Wednesday, April 4, 2018

Rocket Men

I’ve been fascinated by space since studying the solar system in second grade. If there’s an astronaut book out there, I’ve read it. The latest is Rocket Men: The Daring Odyssey of Apollo 8 and the Astronauts Who Made Man’s First Journey to the Moon, by Robert Kurson.
Apollos 11 and 13 are famous as the first moon landing and the successful failure of a moon landing. Less well-known is Apollo 8, which, in the words of the late Neil Armstrong, was “an enormously bold decision.”
The Saturn 5 moon rocket had flown twice, and the second time was a failure. The lunar module was behind schedule. The Soviets were suspected of attempting a manned lunar flight by December.
The American space program was in trouble. A crew had perished in a spacecraft fire on the pad in 1967. And not only the space program, but all of America was convulsing with anti-war fervor, racial unrest, and assassinations in 1968.
Apollo 7, the first manned flight of the Apollo spacecraft, had yet to fly when George Low proposed a lunar flight in December, four scant months away.

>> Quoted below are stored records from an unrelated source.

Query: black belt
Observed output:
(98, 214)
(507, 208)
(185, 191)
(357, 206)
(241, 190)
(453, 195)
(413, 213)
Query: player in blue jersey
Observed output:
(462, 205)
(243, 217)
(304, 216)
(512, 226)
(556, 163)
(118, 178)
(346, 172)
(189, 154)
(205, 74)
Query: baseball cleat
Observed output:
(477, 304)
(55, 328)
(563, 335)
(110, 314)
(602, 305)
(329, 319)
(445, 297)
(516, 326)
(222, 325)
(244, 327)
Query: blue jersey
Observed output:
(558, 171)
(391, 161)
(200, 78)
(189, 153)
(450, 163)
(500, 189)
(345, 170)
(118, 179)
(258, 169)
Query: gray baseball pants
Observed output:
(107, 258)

Precise navigation and trajectories had to be calculated, the moon rocket fixed, essential systems and software developed.
It was dangerous, but it would keep the space program moving forward toward the goal of landing men on the moon before the end of the decade, and maybe even beat the Soviets.
The optimal launch window would be December 20 or 21, which meant Apollo 8 would be orbiting the moon on Christmas. If the flight was a disaster, Christmas would be forever linked with it.


The crew selected for the daring flight had been training for Apollo 9. Frank Borman had little interest in space exploration. He joined NASA to fight the Soviet Union on the new battlefield of space. His teachers had labeled him as bossy and hardheaded. His peers found him arrogant. His own assessment was, he was among the best of the astronaut corps.
His opposite had been his crewmate on Gemini 7. Jim Lovell had a lifelong dream of exploring space and flying rockets. Folks most remembered his warmth and friendliness.
Rookie Bill Anders rounded out the crew. He was dismayed by their assignment to Apollo 8. He’d been training to be a lunar module pilot. With no LM, he’d be switched to command module pilot, and his future chances of walking on the moon disappeared.
The flight of Apollo 8 was a resounding success. And 1968 ended on a bright, shining note.